Set `generation_export.protocol="none"` to keep generation/tool instrumentation and spans while disabling generation transport.

```python
from sigil_sdk import Client, ClientConfig, GenerationExportConfig

cfg = ClientConfig(
    generation_export=GenerationExportConfig(
        protocol="none",
    ),
)

client = Client(cfg)
```

## Lifecycle and Error Semantics

- `flush()` forces immediate export of queued generations.
- `shutdown()` flushes pending generations, then closes generation exporters.
- Always call `shutdown()` during process teardown to avoid dropped telemetry.
- `recorder.set_call_error(exc)` marks provider-call failures on the generation payload and span status.
- `recorder.err()` is for local SDK runtime errors only (validation, queue full, payload too large, shutdown).

## SDK metrics

The SDK emits these OTel histograms through your configured OTEL meter provider:

- `gen_ai.client.operation.duration`
- `gen_ai.client.token.usage`
- `gen_ai.client.time_to_first_token`
- `gen_ai.client.tool_calls_per_operation`

## Public API Overview

Core client and lifecycle:

- `Client`
- `Client.start_generation(...)`
- `Client.start_streaming_generation(...)`
- `Client.start_tool_execution(...)`
- `Client.flush()`
- `Client.shutdown()`

Typed payloads:

- `GenerationStart`, `Generation`, `ModelRef`
- `Message`, `Part`, `ToolDefinition`, `TokenUsage`
- `ToolExecutionStart`, `ToolExecutionEnd`
- `ContentCaptureMode`

Helpers:

- `user_text_message(...)`, `assistant_text_message(...)`
- `with_conversation_id(...)`, `with_agent_name(...)`, `with_agent_version(...)`
- `with_content_capture_mode(...)`

Validation:

- `validate_generation(...)`

## Provider Helper Packages

Provider wrappers are wrapper-first and mapper-explicit:

- `sigil-sdk-openai`
- `sigil-sdk-anthropic`
- `sigil-sdk-gemini`

Each package exposes sync + async wrappers and explicit mapper functions for custom integration points.

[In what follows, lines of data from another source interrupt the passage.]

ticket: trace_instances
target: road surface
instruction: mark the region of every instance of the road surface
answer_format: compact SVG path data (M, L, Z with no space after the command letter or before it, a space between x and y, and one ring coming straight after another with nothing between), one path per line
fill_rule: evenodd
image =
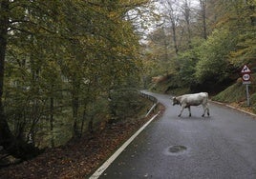
M109 179L255 179L256 119L221 105L210 104L210 117L202 107L171 106L170 96L155 94L166 107L99 178Z

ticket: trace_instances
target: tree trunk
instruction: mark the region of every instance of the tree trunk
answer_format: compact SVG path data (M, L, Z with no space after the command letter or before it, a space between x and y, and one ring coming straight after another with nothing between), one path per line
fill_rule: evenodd
M13 138L7 123L3 106L5 58L9 27L9 0L4 0L1 1L0 6L0 11L2 12L0 16L0 145L4 147L9 146Z
M24 140L16 139L11 133L4 111L3 92L5 58L7 50L10 0L2 0L0 4L0 146L13 155L21 159L28 159L39 153L39 149L27 144Z
M202 20L203 20L203 37L207 39L207 29L206 29L206 1L200 0Z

## Regenerating gRPC Stubs

Install dev dependencies once:

```bash
python3 -m pip install -e 'sdks/python[dev]'
```

Then regenerate:

```bash
./sdks/python/scripts/generate_proto.sh
```

This regenerates `sigil_sdk/internal/gen/sigil/v1/*_pb2*.py` from `sigil/proto/sigil/v1/generation_ingest.proto`.